HC Deb 30 January 1929 vol 224 cc1053-5

(1) As from the appointed day a reduction or increase in the value of any hereditament in the county of London occasioned in the course of any year by that hereditament having become or ceased to be an agricultural, industrial, or freight transport hereditament shall, for the purposes of Section forty-seven of the Valuation (Metropolis) Act, 1869, be a ground for making and sending to the assessment committee a provisional list and for making a requisition for such a list to be made and sent, and in relation to any provisional list or requisitionmade on such ground as aforesaid that Act shall apply accordingly, subject to the following modifications, that is to say: —

  1. (a) a provisional list or requisition therefor made on the ground that a hereditament has become an agricultural, industrial, or freight transport hereditament shall contain such particulars as may be prescribed; and
  2. (b) a provisional list shall not be made on the ground that a hereditament has become an agricultural, industrial, or freight transport hereditament unless a requisition therefor has been made by the owner or occupier of the hereditament.

(2) As from the appointed day, no proposal lor the amendment of a valuation list on the ground that a hereditament ought to be shown therein as an industrial or freight transport hereditament or ought to be omitted therefrom (or while the first new valuation list is in force shown therein) as being an agricultural hereditament shall be made under Section thirty-seven of the Rating and Valuation Act, 1925, by any person except the owner or occupier of the hereditament, and every such proposal shall contain such particulars as may be prescribed.

(3) Sub-section (10) of Section thirty-seven of the Rating and Valuation Act, 1925 (which determines the date as from which amendments in valuation lists made under that Section are to have effect), shall be amended by the addition thereto of the following proviso, that is to say:—

Provided also that in the case of an amendment made on or after the first day of October, nineteen hundred and twenty-nine, by reason of any hereditament having become or ceased to be an agricultural, industrial, or freight transport hereditament, the amendment shall have effect only as from the date when the hereditament became or ceased to be such a hereditament.

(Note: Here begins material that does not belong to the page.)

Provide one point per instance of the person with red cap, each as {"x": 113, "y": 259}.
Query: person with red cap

(4) Notwithstanding anything in the Rating and Valuation (Apportionment) Act, 1928, no hereditament shall, for the purposes of any valuation list which will come into force after the appointed day, be treated as an agricultural hereditament, industrial hereditament, or freight transport hereditament unless it was so treated for the purposes of the last preceding valuation list except upon a claim that it ought to be so treated being made to the rating authority by the owner or occupier of the hereditament in the prescribed form which shall be supplied by the rating authority on the demand of the owner or occupier of any hereditament in their area.—[The Attorney-General.]

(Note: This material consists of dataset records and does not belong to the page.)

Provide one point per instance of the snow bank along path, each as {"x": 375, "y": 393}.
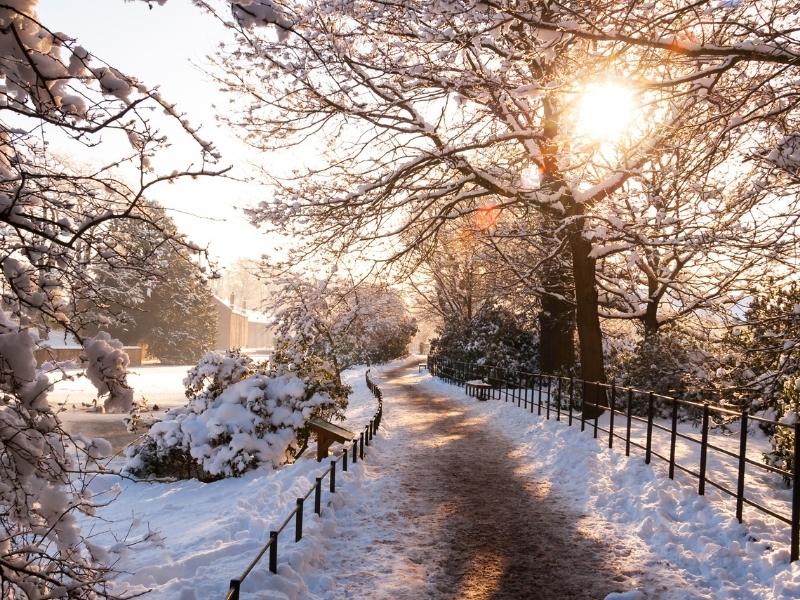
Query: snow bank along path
{"x": 209, "y": 532}
{"x": 446, "y": 509}
{"x": 354, "y": 449}
{"x": 691, "y": 546}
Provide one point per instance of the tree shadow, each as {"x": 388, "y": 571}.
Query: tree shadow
{"x": 509, "y": 536}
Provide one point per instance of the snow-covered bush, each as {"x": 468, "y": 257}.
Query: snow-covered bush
{"x": 165, "y": 301}
{"x": 42, "y": 551}
{"x": 768, "y": 342}
{"x": 495, "y": 336}
{"x": 669, "y": 363}
{"x": 107, "y": 369}
{"x": 340, "y": 321}
{"x": 240, "y": 415}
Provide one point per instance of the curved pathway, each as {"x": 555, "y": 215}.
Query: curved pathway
{"x": 448, "y": 513}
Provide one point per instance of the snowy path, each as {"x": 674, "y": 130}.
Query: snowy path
{"x": 446, "y": 511}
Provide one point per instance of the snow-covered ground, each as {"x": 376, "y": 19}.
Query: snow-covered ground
{"x": 698, "y": 538}
{"x": 693, "y": 544}
{"x": 210, "y": 531}
{"x": 761, "y": 486}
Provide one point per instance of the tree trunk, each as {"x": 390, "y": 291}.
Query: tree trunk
{"x": 557, "y": 321}
{"x": 587, "y": 318}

Brought up, and read the First time.

The ATTORNEY-GENERAL

I beg to move, "That the Clause be read a Second time."

This Clause, together with the one that immediately follows it, is intended to replace Clause 56, which was left out of the Bill, and to give effect to an undertaking to the effect that, in calculating losses on account of rates for purposes of the grant, allowance will be made for all properties entitled to relief on 1st October, 1929. Clause 56 was omitted because local authorities were anxious about the rate at which claims for altering the list were coming in, and they. were anxious lest it should be found that the list would not be completed by 1st October. Therefore, that Clause having been omitted, this Clause and the next, together with an Amendment to Schedule 9, are intended to give effect to the Minister's undertaking. The London and the provincial practices are different. In London it is not provided that there shall be any alteration of quinquennial lists except on certain conditions. In the provinces on the other hand, an alteration in the Valuation List may be applied for at any time, and there are different provisions in the two codes as to the time from which an alteration in the list takes effect. The first Sub-section of this Clause deals with London and the second and third with the provinces, and the fourth provides that the application of the ratepayer is to be a condition of obtaining the relief given by the Act of Parliament. The object of the Clauses, of course, is to provide that the calculation of the new block grant shall be facilitated in accord- ance with the condition of things on 1st October, 1929, and therefore the Clause says that an alteration in the Valuation List, though effected after 1st October, 1929, shall date back to that date.

Clause read a Second time, and added to the Bill.